This is the letter I sent to the American Cancer Society and was selected for a makeover on 19 Aug 2010 along with five other women. It was a great day.
I having meant to put this on here, but I have forgotten (one of the my little side effects). Anyway, I share this with everyone, but I hope it touches every woman's heart:
I write to tell you of my journey with breast cancer with two-fold hopes; that you will select me for a makeover, and that I may inspire another whose journey is just beginning. I am 45 years old and the daughter to parents who died of cancer, a sister to nine siblings, a mother to two sons, and a retired U.S. Army soldier.
In June 2009, while sitting in my office, I received the dreaded phone call that changed my whole world in four simple words: “You have breast cancer.” More words followed, but I heard none of them. In the following weeks, a series of a hundred invasive tests were performed, and I felt humiliated and embarrassed. Everyone was kind and patient, as quietly, I cried on the inside. I couldn’t believe what was happening; I didn’t feel sick, tired maybe , but not sick. I have always taken pretty good care of myself but when my sister was diagnosed as triple negative breast cancer patient in 2007, it got my attention and I got a mammogram. A mammogram caught my cancer early and although BRCA negative, I too, am a triple negative.
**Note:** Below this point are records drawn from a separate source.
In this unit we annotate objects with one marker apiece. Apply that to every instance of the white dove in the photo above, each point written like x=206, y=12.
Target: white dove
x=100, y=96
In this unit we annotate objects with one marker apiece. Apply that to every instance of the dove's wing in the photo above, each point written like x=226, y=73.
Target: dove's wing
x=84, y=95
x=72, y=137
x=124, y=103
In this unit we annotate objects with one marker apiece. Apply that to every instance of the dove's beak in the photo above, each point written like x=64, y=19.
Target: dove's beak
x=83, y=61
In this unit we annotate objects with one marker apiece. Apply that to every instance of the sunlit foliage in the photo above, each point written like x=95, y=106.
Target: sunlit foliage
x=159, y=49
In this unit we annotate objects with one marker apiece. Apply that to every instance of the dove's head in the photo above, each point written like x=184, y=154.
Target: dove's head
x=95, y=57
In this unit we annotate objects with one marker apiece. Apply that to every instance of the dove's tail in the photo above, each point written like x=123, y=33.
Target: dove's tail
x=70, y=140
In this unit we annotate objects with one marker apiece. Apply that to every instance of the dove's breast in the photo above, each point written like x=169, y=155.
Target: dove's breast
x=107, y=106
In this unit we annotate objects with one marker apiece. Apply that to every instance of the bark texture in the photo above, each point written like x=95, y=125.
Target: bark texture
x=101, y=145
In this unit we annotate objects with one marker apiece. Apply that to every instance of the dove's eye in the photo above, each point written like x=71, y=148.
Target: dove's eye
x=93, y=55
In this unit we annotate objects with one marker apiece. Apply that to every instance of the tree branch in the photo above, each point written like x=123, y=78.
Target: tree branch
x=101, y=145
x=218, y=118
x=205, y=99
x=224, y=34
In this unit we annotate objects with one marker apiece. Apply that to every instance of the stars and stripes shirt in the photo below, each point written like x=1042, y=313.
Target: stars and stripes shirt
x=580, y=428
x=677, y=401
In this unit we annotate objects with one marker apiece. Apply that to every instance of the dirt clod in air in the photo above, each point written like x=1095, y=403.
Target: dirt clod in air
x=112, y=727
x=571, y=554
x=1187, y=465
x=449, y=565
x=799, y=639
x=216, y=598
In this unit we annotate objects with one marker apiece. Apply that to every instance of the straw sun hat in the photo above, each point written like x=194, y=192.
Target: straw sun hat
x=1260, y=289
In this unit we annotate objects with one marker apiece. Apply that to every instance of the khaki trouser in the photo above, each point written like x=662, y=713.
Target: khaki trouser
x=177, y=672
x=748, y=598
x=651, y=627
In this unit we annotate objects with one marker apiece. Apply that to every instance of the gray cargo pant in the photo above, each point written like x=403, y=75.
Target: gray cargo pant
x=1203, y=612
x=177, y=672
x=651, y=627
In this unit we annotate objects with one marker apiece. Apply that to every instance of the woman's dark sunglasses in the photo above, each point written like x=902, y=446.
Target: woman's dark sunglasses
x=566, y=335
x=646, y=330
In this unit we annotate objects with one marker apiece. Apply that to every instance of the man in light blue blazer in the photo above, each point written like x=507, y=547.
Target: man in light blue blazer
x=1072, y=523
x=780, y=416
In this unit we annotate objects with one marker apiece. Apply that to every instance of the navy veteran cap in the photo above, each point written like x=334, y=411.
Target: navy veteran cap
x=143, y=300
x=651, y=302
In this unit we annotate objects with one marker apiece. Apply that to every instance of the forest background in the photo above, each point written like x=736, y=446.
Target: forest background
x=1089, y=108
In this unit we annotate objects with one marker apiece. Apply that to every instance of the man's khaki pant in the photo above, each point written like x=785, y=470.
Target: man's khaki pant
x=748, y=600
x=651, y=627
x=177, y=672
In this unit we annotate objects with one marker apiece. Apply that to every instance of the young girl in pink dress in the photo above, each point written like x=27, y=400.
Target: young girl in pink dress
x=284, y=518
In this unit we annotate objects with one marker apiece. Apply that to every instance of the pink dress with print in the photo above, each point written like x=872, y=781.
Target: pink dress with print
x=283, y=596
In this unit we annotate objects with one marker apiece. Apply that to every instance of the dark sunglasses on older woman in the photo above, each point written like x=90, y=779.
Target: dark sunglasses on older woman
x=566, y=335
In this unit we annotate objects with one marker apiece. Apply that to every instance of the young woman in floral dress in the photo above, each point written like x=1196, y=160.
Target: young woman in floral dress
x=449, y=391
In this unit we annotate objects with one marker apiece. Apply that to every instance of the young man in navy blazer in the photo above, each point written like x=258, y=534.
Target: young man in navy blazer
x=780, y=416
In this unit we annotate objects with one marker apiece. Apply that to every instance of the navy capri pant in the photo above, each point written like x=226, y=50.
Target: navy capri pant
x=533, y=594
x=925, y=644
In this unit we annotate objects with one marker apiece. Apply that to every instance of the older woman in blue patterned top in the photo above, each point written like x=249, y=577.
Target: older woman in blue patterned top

From the beginning, I promised myself that I would get up, dress up, and show up and for the most part, I have. I have children, and although grown, this is scary stuff so it was time to put the game face on. With every surgery and setback, I am more determined beat this. Fighting cancer has absolutely been the hardest thing I have ever done in my life, but it has also been a gift. I look at everything much differently now. Today, six surgeries and several infections later, I will not stay down. I am a mother and a pink warrior. In Spring 2011, I hope to complete a Dual Master’s Degree. Strangely enough, college has been a source of strength for me; a way to help me maintain control of my life. It keeps me focused and it sets the bar pretty high for my children, too.
I have poured my heart into a blog, in a positive manner, in hopes to inspire someone else. I hope it has. One of my first entries in June 2009 was this:
“I am frightened, but I have faith. I am educated, but not in this. So, what's a girl to do? Put my faith in God and know that I am exactly where I am supposed to be today. And that's enough for me.”
And so, I reflect on that passage and say, “Everything is moving along. I am still a little frightened at times, but I am not afraid because I have educated myself in this disease. I place my faith in God, always, and still believe that I am exactly where he wants me to be… today, and everyday… and that is all I ask for.
The bottom line is that in the last year, I have lost my breasts, my memory, all of my hair, my dignity, my strength, and even fake friends; however, I have never lost hope, faith, my family, my sense of humor or real friends.
My life has been a roller coaster of tears, fears, hope, prayer, hugs, help, and every other source of assistance imaginable. My friends and family are closer to me than I could have ever imagined and for which I am eternally grateful. My tush may be bigger, but so is my heart. I’ve lost much, but I've gained so much more out of life and each day is a beautiful gift. I am committed to living my life and not just merely existing in it. Not just for me, but for others like me.
My message for women: You are never alone. I know how you can be in a room of 50 people and feel completely alone, but shrug it off and get back out there. Define your cancer; do not let it define you. Put your face on it, not vice versa, and then walk this chosen path with your head held high. Have a positive attitude, and smile, and the world will smile with you.
As for me, I am committed to helping women. Even today there is still a taboo about breast cancer; I want to break it and keep talking about it - whatever it takes. No woman should ever go through this feeling alone.